Mr Rigby said: “After all he had been through in Afghanistan all Lee was doing was just walking through London. Just seeing on the television and seeing the violence of it you just can't comprehend. You take it all in and it doesn't click in your head, it is like being somewhere else. You’re watching it without being actually there.”

Relatives of murdered fusilier Lee Rigby, (L-R) his stepfather Ian Rigby, his mother Lyn Rigby, his sisters Sara McClure and Chelsea Rigby, arrive at the Old Bailey (Oli Scarff/Getty Images)

Prosecutor Richard Whittam QC said that the family’s lives had been devastated. He said: “The scale of the impact on them of the nature of the murder of Lee Rigby in the circumstances made so public during the trial and after such a killing causing a son to predecease his parents and stepfather and leave those others who loved him without a husband or a soulmate is too obvious to set out in detail.

“He had a young son. All their lives have been irreparably changed for the worse.”

Several family members of the murdered soldier shook their heads as they heard Adebolajo’s defence barrister David Gottlieb argue for leniency. Mr Gottlieb said that although Fusilier Rigby’s murder had “shocked the whole nation… whole-life terms can never be justified”. He said that tariff would “likely create a martyr” adding Lee Rigby, from Middleton, Rochdale, was targeted solely because he was a member of the armed forces and that “no one else was hurt”.
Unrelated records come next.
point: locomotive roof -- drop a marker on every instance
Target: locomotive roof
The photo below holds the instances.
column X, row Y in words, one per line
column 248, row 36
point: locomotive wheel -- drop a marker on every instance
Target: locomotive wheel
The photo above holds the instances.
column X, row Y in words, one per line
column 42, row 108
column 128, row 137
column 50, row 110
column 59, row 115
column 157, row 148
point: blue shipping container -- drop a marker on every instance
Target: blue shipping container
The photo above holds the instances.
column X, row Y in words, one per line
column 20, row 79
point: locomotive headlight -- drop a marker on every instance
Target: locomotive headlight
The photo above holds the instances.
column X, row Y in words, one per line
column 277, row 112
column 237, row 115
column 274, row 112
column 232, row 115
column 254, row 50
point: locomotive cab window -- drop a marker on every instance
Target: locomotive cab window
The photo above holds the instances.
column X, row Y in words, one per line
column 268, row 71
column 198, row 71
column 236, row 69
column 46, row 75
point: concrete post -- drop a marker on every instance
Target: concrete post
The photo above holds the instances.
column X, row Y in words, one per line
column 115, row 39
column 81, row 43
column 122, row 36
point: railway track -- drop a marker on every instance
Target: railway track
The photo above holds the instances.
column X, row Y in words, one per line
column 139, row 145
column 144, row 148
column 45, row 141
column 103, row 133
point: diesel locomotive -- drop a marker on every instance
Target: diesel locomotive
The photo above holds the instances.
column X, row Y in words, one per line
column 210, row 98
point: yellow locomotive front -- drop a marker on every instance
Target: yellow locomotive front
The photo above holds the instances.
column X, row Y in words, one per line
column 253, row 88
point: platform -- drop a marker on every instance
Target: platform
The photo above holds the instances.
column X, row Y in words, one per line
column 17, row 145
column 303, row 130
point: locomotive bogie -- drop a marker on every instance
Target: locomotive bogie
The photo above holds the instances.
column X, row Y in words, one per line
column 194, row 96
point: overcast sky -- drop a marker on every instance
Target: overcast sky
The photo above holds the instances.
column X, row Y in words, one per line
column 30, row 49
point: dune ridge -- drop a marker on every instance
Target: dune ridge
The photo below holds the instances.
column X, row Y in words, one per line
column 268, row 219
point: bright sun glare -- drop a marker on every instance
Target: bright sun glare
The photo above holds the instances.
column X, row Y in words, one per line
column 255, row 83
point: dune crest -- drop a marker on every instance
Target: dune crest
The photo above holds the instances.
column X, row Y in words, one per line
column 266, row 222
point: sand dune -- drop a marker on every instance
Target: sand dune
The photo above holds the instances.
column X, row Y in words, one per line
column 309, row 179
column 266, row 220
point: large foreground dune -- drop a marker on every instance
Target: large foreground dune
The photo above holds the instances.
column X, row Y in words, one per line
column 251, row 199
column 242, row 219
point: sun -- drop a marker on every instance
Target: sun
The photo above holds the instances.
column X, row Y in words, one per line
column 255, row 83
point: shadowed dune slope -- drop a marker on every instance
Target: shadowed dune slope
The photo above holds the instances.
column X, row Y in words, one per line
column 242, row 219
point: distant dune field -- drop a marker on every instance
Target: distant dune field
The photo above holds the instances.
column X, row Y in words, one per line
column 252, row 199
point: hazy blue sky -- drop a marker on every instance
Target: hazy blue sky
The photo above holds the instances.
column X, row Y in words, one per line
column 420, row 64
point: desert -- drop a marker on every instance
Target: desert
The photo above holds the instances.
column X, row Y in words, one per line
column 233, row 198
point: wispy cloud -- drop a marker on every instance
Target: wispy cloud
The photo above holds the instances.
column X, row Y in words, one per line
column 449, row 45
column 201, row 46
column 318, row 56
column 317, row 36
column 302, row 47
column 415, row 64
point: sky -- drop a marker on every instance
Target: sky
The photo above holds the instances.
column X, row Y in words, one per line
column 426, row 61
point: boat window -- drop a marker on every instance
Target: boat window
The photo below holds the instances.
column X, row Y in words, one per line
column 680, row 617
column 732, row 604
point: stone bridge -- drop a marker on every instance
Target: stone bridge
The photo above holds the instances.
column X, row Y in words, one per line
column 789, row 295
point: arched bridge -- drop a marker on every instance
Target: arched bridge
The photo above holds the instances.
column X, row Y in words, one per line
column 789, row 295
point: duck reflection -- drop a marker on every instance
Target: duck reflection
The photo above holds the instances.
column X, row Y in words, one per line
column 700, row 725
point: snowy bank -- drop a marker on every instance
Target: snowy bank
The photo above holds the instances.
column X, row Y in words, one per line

Adebolajo’s only regret was that the armed police who arrived at the scene did not kill him, the court heard. Mr Gottlieb said: “ There’s evidence he can be rehabilitated now, not much evidence, but some evidence… He should not in these circumstances be deprived of any hope of release.”

Adebowale’s barrister said a whole life sentence for the 22-year-old would be “inhuman, extinguishing all hope of release”. The plea prompted further derisory reactions from the family.

Protestors scuffled with City of London police outside the Old Bailey today in the moments leading up to the sentencing. Far right extremists brought portable gallows and chanted for the men to be hanged.

Adebowale and Adebolajo had been found guilty in December of killing Lee Rigby, 25, as he walked back to the Royal Artillery Barracks in Woolwich, south-east London, on 22 May last year. They drove into the young soldier at 40mph as he was crossing the road opposite the barracks after spotting him wearing a Help for Heroes hooded top. They then dragged his body into the middle of the road and attacked him with a meat cleaver, almost decapitating him as shocked members of the public looked on.

Adebolajo, a married father of six, was filmed saying that the attack was: “An eye for an eye, a tooth for a tooth.”

During their trial at the Old Bailey, Adebowale, from Greenwich, south-east London, offered no evidence in his defence, but Adebolajo, from Romford, Essex, gave a rambling testimony during which he told the jury he loved al Qaida and that as a “soldier if Allah” he had carried out the killing as revenge for the treatment of Muslims abroad.